Le 9 mai 2012, le gouvernement a adopté un décret au Conseil des ministres. Ce décret a été transmis par la suite au Directeur général des élections du Québec. La date retenue par le gouvernement est le 11 juin 2012 pour une période électorale d’une durée de 33 jours.
La décision de tenir une élection revient uniquement au premier ministre.
Le Directeur général des élections publie un calendrier électoral regroupant l’ensemble des activités de la période électorale.
On doit tout d’abord distinguer la liste électorale permanente (LEP) de la liste électorale (LE) utilisée lors d’une élection partielle ou générale. Le Directeur général des élections du Québec (DGEQ) utilise la LEP jusqu’au moment du décret qui déclenche une élection. À ce moment, il produit une LE pour chacune des circonscriptions. Cette liste électorale est transmise au directeur du scrutin.
Le DGEQ transmet ensuite à chaque adresse civique un avis contenant les principaux renseignements relatifs aux électeurs inscrits sur la liste électorale pour cette adresse. Cet avis est envoyé au plus tard le 20 mai 2012.
Par la suite, la révision se tient du 21 au 29 mai 2012. Son mandat est d’effectuer des changements, si nécessaire, à la liste électorale.
Finalement, entre les 30 mai au 7 juin 2012, une commission de révision spéciale a lieu. L’électeur qui apporte un changement au moment de cette période ne peut pas voter par anticipation, il doit exercer son droit de vote uniquement les jours du vote au bureau du directeur du scrutin et le jour de l'élection.
Un électeur peut faire une demande de changement à la liste électorale afin de mettre à jour les renseignements qui le concernent.
L’électeur peut adresser trois types de demande à la commission de révision.

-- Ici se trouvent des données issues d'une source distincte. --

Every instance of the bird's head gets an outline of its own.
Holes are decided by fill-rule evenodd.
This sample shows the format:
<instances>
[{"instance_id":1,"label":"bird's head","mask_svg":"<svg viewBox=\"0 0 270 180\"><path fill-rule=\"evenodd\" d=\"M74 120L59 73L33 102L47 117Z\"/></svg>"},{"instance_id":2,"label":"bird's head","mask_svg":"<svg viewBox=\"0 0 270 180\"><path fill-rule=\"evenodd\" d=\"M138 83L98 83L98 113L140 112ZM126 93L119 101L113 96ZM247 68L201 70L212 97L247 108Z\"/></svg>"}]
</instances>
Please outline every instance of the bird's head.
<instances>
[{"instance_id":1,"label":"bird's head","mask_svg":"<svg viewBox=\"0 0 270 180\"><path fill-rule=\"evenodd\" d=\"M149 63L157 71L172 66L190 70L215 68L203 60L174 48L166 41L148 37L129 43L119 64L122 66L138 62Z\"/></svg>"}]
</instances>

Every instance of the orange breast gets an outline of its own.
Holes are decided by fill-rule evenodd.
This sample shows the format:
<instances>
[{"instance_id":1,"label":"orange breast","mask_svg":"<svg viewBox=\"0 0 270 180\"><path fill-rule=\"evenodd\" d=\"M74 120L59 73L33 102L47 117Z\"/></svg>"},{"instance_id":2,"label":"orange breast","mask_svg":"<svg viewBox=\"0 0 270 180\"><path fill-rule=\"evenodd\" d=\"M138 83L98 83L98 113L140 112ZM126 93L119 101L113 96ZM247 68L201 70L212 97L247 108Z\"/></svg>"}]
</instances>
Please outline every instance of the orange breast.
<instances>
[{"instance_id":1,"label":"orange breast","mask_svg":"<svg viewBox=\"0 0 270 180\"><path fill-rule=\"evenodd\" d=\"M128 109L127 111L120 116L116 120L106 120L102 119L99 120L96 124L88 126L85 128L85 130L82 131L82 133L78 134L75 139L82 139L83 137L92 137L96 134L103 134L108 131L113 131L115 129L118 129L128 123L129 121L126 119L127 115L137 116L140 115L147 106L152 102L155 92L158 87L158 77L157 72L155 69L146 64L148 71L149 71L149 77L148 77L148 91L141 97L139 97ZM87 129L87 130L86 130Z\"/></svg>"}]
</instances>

Il peut demander d’être inscrit sur la liste électorale, demander que l’on corrige certaines informations ou demander d’être radié de la liste.
Il est possible de demander une révision pour diverses raisons, telles qu’un déménagement, une adresse inexacte, une absence temporaire du domicile (pour les études, pour le travail, pour recevoir des soins dans un établissement de santé ou pour assurer sa sécurité), en cas de décès ou lorsqu’une personne est mise en curatelle.
Un tiers peut aussi demander la radiation d’une personne de sa section de vote.
La commission ne peut radier un électeur sans que ce dernier en soit avisé par écrit, sauf dans le cas de décès ou de curatelle en autant qu’elle soit satisfaite de la preuve qui lui en est faite.